# Coursera: Machine Learning

## Week 1

### Introduction

#### What is Machine Learning?

"A computer program is said to learn from experience E with respect to some task T and some performance measure P, if its performance on T as measured by P, improves with experience E." Tom Mitchell

In general, any machine learning can be assigned to one of two broad classifications: supervised learning and unsupervised learning. But other types include reinforcement learning and recommender learning.

#### Supervised Learning

The algorithm in **supervised learning** receives a dataset where the
"right answers" for each example is included. We know what the
correct output should look like, having the idea that there is a
relationship between the input and the output.

Supervised learning problems are classified into **regression** and
**classification** problems. In a regression problem we try and find
a continuous valued output. We map input variables to some
continuous function. In contrast, a classification problem produces
discrete valued output. We are trying to map input variables into
discrete categories. TODO: **Features**

#### Unsupervised Learning

Unsupervised learning tries to find structure in a dataset where we have no idea what the results should look like. Clustering is an example of unsupervised learning. The "Cocktail Party Algorithm" is another; it allows you to find structure in a chaotic environment. (i.e. identifying individual voices and music from a mesh of sounds at a cocktail party).

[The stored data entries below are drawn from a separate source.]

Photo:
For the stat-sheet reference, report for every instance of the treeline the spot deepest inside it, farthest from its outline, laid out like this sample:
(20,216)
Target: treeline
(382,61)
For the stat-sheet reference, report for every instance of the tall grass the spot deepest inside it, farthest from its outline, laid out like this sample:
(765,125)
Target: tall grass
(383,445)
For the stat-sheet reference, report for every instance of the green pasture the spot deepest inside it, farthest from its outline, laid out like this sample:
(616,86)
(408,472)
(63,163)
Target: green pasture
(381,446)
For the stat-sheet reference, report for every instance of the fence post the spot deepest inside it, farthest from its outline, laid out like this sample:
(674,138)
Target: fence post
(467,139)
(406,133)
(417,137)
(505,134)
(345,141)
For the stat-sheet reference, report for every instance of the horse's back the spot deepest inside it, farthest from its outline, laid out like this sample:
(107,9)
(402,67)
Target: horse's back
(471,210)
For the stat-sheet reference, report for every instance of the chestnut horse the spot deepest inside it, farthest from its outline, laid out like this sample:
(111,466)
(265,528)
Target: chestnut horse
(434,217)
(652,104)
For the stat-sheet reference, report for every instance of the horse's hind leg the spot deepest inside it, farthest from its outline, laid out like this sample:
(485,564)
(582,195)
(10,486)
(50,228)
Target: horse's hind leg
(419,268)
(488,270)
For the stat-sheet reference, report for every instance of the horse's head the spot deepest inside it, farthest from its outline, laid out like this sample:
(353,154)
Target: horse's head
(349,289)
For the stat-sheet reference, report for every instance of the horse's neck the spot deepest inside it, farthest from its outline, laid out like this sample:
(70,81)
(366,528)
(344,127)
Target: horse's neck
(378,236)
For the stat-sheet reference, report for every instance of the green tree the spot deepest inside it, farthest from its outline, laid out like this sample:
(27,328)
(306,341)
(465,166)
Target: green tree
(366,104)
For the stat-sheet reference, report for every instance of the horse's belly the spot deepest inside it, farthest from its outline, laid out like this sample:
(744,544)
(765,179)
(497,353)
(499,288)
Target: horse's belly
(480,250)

### Linear Regression with One Variable

#### Model Representation

In this course, we'll use \(x^{(i)}\) to denote the "input" variables
or **features** and \(y^{(i)}\) to denote the "output" or **target**
variable. A pair \((x^{(i)}, y^{(i)})\) is called a **training
example**, and the dataset that we'll be using to learn - a list of
m training examples \((x^{(i)}, y^{(i)}); i = 1,...,m\) - is called a
**training set**. We will also use \(X\) to denote the space of input
values, and \(Y\) to denote the space of output values. In this
example, \(X = Y = ℝ\).

To describe the supervised learning problem slightly more formally,
our goal is, given a training set, to learn a function h: X -> Y so
that h(x) is a "good" predictor for the corresponding value of
y. For historical reasons, this function h is called a
**hypothesis**.

#### Cost Function

For linear regression of one variable, we use the hypothesis
function \(h_\theta(x_i) = \theta_0 + \theta_1 x^{(i)}\). We can
measure the accuracy of our hypothesis function by using a **cost
function**. This (effectively) takes an average difference of all
the results of the hypothesis with inputs from x's and the actual
output y's.

This particular function \(J(\theta_0, \theta_1)\) is called the "square error function", or "mean squared error." Our goal is to

\begin{equation} \underset{\theta_0, \theta_1}{\text{minimize}}\quad J(\theta_0, \theta_1) \end{equation}i.e. to choose the value of \(\theta_0\) and \(]\theta_1\) that minimizes \(J(\theta_0, \theta_1)\). If we try to think of it in visual terms, our training data set is scattered on the x-y plane. We are trying to make a the best possible straight line which passes through these scattered data points.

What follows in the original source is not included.